Сжёг — и замолчал на пепелище.
Иным и поныне видится здесь жесточайшее разочарование.
Едва ли стоит так упрощать.
В единственном написанном в смертный год стихотворении Блока «Пушкинскому Дому» сказано:
…Что за пламенные дали
Открывала нам река!
Но не эти дни мы звали,
А грядущие века…
Чёрные дни пройдут, говорил Блок, они — лишь преддверие к грядущему; да, мы его звали и зов свой не отменяем, Пушкин тому порукой.
«Я и сейчас думаю так же, как думал, когда писал „Двенадцать“», — бесстрастно отчеканит зимой 1921 года Блок в ответ на витиевато высказанную кем-то из «бывших людей» надежду, что он одумался.
В Блоке — это вдруг явила его смерть — было с избытком того, чему Есенин ещё не научился.
Не столько в смысле мастерства, сколько в смысле непреклонности и выверенности судьбы, позиции, жеста, шага. Смерти, наконец.
Смертей тогда было много; но в смерти Блока была слышна великая, религиозная, безмолвная жертвенность.
В Блоке не было суеты.
Блоку совсем не было свойственно хвастовство — он так спокойно знал своё место, что ему и в голову не приходило говорить об этом.
Блок вёл себя как хозяин русской поэзии. Причём не хозяйствующий (на это претендовал Брюсов), а просто — владеющий всем как создатель.
Смерть разом вознесла Блока на такие высоты, что все в сравнении с ним стали суетнее, меньше.
Блок являл собой невиданную подлинность.
Больше её негде было услышать, подсмотреть.

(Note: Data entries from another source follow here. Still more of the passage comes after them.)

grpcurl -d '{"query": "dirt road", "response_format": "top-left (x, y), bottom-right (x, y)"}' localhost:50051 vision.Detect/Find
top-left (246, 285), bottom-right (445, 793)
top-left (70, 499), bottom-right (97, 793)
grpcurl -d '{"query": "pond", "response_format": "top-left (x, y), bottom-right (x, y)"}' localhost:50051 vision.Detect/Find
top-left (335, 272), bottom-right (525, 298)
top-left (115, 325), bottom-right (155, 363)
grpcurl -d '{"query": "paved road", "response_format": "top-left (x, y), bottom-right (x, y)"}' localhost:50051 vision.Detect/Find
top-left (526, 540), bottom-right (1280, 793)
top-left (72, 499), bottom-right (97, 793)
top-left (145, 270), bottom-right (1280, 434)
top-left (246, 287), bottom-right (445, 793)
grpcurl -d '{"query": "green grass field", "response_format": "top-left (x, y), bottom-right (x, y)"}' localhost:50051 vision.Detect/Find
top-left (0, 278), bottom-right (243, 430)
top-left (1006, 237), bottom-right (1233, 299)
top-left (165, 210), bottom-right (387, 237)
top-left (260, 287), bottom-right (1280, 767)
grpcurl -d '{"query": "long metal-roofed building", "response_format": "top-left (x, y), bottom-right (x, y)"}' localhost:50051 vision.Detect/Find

Чтобы преодолевать Блока, — а с какого-то момента Есенин занимался именно этим, — нужно было сначала осознать его.
Первым делом, давным-давно Есенин учился у Блока живописи: как размешивать краски, как через скупой цвет или смешение двух-трёх оттенков дать огромное настроение.
Ты в поля отошла без возврата.
Да святится Имя Твоё!
Снова красные копья заката
Протянули ко мне остриё…
Это Александр Блок, стихотворение, написанное 16 апреля 1905 года.
И мы, конечно же, слышим здесь есенинское, 1916-го: «Гаснут красные крылья заката, / Тихо дремлют в тумане плетни…» Там же, у Есенина: «Не пошёл я за ней и не вышел / Провожать за глухие стога». И у Блока, и у Есенина «она» ушла в поля, за стога.
Есенин научится у Блока музыке: цыганщине и романсу (которому Блок, в свою очередь, выучился у Аполлона Григорьева). В Константинове и в Спас-Клепиках такому не учили. Блок же показал, как натягивать струны до самой душевной крайности и обращать пошлость в натуральную муку.
Блока и Есенина роднила природная неприязнь к иронии, к иронистам, к пересмешничеству.